Sunday 23 October 2011

100 Books in 2011: New Moon

The second book of the Twilight Saga by Stephanie Meyer is New Moon. In this part Edward leaves Bella, for her own good natch, and she goes into a big funk for months. Then she discovers that if she engages in activities that could kill her, her subconscious provides an hallucination of Edward being all domineering. She hangs out with Jacob who falls in love with her and turns out to be a werewolf. Bella wonders if she can settle for being adored by someone she can't love but then discovers Edward has gone off to get himself killed because he can't live without her.

Bella goes off to find Edward in the company of Alice (Edward's sort of vampire sister), meets lots of scary vampires who like to eat people, and brings Edward back. She bangs on a lot about wanting to be a vampire.
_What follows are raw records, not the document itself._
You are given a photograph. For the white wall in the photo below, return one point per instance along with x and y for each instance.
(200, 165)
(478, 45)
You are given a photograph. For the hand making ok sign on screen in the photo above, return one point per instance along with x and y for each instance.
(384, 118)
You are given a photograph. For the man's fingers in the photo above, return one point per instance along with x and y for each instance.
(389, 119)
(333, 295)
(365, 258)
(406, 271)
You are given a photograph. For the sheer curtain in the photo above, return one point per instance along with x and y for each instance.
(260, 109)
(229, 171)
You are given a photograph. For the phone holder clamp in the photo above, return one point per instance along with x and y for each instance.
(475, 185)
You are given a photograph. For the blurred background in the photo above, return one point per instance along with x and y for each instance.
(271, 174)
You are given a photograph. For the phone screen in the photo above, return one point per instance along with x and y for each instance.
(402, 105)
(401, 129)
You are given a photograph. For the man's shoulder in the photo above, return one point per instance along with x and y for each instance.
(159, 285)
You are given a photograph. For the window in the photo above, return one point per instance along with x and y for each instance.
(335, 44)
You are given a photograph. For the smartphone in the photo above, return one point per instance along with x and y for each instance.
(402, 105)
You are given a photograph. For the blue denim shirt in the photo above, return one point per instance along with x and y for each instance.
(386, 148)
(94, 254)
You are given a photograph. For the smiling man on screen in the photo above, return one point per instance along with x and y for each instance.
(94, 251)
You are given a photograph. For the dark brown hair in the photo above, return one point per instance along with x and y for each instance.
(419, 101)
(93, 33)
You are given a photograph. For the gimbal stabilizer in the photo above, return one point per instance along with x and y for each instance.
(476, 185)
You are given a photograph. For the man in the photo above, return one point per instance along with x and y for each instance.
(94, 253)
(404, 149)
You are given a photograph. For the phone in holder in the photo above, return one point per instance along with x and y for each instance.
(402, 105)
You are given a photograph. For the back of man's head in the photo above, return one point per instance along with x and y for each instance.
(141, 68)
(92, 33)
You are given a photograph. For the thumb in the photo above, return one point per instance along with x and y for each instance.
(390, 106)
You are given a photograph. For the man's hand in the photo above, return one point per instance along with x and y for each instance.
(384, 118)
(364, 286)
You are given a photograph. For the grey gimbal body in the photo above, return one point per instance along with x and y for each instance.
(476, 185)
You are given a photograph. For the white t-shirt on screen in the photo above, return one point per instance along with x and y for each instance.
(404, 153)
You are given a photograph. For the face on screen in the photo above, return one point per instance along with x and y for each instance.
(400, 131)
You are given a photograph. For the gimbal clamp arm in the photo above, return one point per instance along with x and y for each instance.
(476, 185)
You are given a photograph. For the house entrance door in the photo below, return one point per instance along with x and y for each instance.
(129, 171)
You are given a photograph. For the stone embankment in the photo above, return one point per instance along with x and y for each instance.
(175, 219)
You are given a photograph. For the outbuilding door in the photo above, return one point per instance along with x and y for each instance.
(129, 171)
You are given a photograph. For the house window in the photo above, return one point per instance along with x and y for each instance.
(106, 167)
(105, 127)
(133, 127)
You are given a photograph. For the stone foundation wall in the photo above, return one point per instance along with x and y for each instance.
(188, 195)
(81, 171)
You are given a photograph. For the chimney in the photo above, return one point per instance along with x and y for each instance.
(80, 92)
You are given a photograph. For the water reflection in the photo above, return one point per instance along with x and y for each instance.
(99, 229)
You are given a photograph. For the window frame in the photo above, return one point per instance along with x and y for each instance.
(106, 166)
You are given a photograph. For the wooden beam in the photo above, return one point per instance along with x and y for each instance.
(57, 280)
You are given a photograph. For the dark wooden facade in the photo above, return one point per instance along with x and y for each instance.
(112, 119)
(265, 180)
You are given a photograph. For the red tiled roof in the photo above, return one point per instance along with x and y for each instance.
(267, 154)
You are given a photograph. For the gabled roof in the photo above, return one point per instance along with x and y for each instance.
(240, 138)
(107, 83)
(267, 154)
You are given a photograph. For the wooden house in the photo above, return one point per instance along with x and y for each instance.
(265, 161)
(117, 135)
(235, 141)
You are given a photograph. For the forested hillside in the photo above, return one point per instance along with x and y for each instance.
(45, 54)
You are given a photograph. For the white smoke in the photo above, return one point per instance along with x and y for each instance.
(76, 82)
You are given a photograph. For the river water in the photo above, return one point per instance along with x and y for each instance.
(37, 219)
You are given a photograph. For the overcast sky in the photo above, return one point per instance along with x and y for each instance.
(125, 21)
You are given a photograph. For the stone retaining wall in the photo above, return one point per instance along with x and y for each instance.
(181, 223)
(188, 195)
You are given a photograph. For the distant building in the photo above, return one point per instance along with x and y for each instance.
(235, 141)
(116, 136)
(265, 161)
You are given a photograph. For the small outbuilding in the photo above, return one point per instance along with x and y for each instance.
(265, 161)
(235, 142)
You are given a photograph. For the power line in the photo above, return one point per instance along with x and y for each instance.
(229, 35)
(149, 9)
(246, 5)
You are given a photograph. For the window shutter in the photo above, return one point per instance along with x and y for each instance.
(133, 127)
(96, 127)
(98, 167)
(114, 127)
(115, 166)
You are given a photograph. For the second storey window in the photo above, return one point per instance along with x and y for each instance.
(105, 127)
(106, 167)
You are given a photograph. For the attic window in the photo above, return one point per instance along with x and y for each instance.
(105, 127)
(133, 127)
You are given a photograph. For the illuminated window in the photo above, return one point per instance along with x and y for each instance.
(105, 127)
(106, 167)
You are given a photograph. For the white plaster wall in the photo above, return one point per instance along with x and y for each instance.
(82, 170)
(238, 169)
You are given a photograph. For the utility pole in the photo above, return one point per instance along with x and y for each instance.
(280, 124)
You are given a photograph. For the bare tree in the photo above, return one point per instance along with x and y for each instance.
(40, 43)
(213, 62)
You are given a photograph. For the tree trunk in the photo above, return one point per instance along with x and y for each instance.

There's even less plot in New Moon than there was in Twilight and even more disturbing relationships. The quality of the writing has slipped a bit from the first book and doesn't seem quite as polished. It wasn't as engaging and afterwards I felt a bit dirty.

Now I really understand what the issue is with these books. Twilight was ok, really it wasn't any worse than your average romance novel. But New Moon takes it to another level. Bella only regains any happiness when imaginary Edward is abusively yelling at her in her hallucinations.

Then there is a really telling moment at the end. Edward has been his usual terse, controlling self who appears to only speak to Bella in order to correct her, admonish her or berate her over something. He acts as though he hates her. But for a moment, at the end, after he has left her and tried to kill herself, he makes a speech about how he loves her to distraction really, and all his arsehattery is because he loves her so much. It was a little out of place and read like the sort of thing the author wishes someone would say to her.

It is tragic that this resonates with so many women and girls.

3 comments:

Martin Willoughby said...

Most of the reports/reviews I've seen about these books talk about how bad the writing is. Judging by your review it's not that bad at all.

Jay Noel said...

I couldn't get through Twilight. The writing was surprisingly poor.

But my issue with New Moon is the fact that the main character, Bella, is really whiny and suicidal.But Meyer kinda glorifies it.

Unknown said...

I'm not arguing that the writing is particularly strong, but I really don't think it is poor. There are plenty of best-selling authors who are much worse and Meyer is harshly judged for her craft.

The content on the other hand... Jay, you're right, she glorifies what are abusive relationships and glorifies passivity in women.